You want this first draft to be amazing so you can power through the rest of the book process. But it isn’t going to happen that way. Accept that now. Revisions and edits are just as much a part of writing as everything else. Embrace the lack of perfection. It is the essence of a first draft.
Skip the Hard Stuff
Something all writers need to do, whether fiction or nonfiction, is fact check. That could mean looking at maps to check your city’s geography or something far deeper. It’s necessary, but do you have to stop in the middle of your first draft to do that research?
No.
If you’re moving along and the ideas are flowing, I suggest it’s a terrible idea to break your flow up by stopping to do these or any other research ideas. Leave yourself a note and move on with your story! Don’t have a name for a minor character? Write on! You’ll come back later and fix it. You can highlight where you want to come back, say “NAME”, or use the Tk trick. Since the letters ‘t’ and ‘k’ almost never appear next to each other in English, many writers will just leave ‘TK’ as a way of letting themselves know to come back and add something there.
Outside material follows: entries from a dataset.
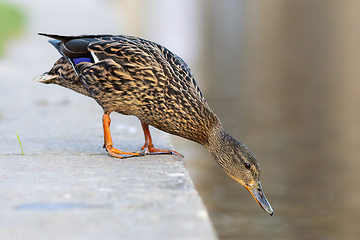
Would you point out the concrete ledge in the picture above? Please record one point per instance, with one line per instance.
(57, 196)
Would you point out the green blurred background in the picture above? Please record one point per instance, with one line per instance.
(283, 76)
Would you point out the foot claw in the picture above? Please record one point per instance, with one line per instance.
(120, 154)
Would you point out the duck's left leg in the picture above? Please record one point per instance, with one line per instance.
(149, 148)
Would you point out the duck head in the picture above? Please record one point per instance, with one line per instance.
(239, 163)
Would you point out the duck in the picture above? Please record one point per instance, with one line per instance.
(134, 76)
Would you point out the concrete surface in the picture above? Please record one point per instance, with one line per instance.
(66, 186)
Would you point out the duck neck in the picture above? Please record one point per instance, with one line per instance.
(221, 146)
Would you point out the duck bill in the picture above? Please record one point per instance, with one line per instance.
(257, 193)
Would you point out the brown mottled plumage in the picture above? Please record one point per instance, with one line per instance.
(134, 76)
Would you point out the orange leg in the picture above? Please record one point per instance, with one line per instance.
(108, 145)
(149, 148)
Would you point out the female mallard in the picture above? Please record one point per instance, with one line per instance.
(134, 76)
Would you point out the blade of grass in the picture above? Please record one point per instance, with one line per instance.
(22, 151)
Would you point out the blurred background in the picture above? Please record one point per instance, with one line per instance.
(283, 77)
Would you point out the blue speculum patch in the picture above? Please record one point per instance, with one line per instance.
(80, 60)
Then they can do a search for those letters and find those spots easily.
Edit Later
This one is more controversial. I recommend not going back and editing your work while you work on your first draft. Just let all the ideas flow out and see where they go. But I know some writers who need to edit their work from their previous session, even if it is a short beginning edit, before they can move on. If you know that’s what your process is, then that’s what you should do. If you’re new to writing I recommend trying first not going back. Save any editing for once your draft is done and see if that is easier on you. You can always try it the other way in the future.
Just Keep Writing
Do you need to write your draft in order? This one is up to you and your writing style. I know plenty of writers who have scenes spring into their minds that they’ll write first that aren’t the book’s opening scene. On the flip side, one author friend of mine absolutely has to write her books in chronological order or it doesn’t work for her at all. Some of this goes back to knowing whether you’re a plotter or a pantser, but I don’t think that’s all of it. Maybe it has something to do with how well you know your characters or your plot at the stage in the book you wrote the scene. Maybe it just is how your imagination worked that day. But if a scene comes up in your head, I recommend getting the words down on paper. There’s no guarantee you’ll remember it when you get to that part of the book otherwise. If you’re anything like me, the guarantee is you’ll forget!
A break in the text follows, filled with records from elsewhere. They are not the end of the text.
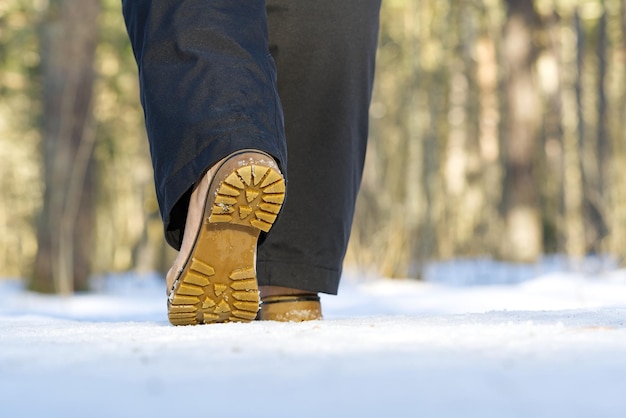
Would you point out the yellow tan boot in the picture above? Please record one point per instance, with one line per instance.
(213, 279)
(291, 307)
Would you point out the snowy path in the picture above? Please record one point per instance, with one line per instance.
(554, 346)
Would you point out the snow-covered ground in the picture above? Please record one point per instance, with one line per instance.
(477, 339)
First drafts are tricky, and almost never wind up on the page the way they looked in your imagination. That doesn’t mean you should give up and scrap the project, or you’ve done something wrong! Remember a few of the keys of writing: consistency and discipline are required; and the characters and words will take on a life of their own the more you work at it. Where your imagination started doesn’t necessarily mean that is where your characters intend to end up.

From a block of marble to a finished sculpture, imagine the pressure a sculptor has to get it right! At least in our first drafts we know our rewrites aren’t going to require another huge, heavy, (and expensive) chunk of marble if we need it! Don’t you feel better already?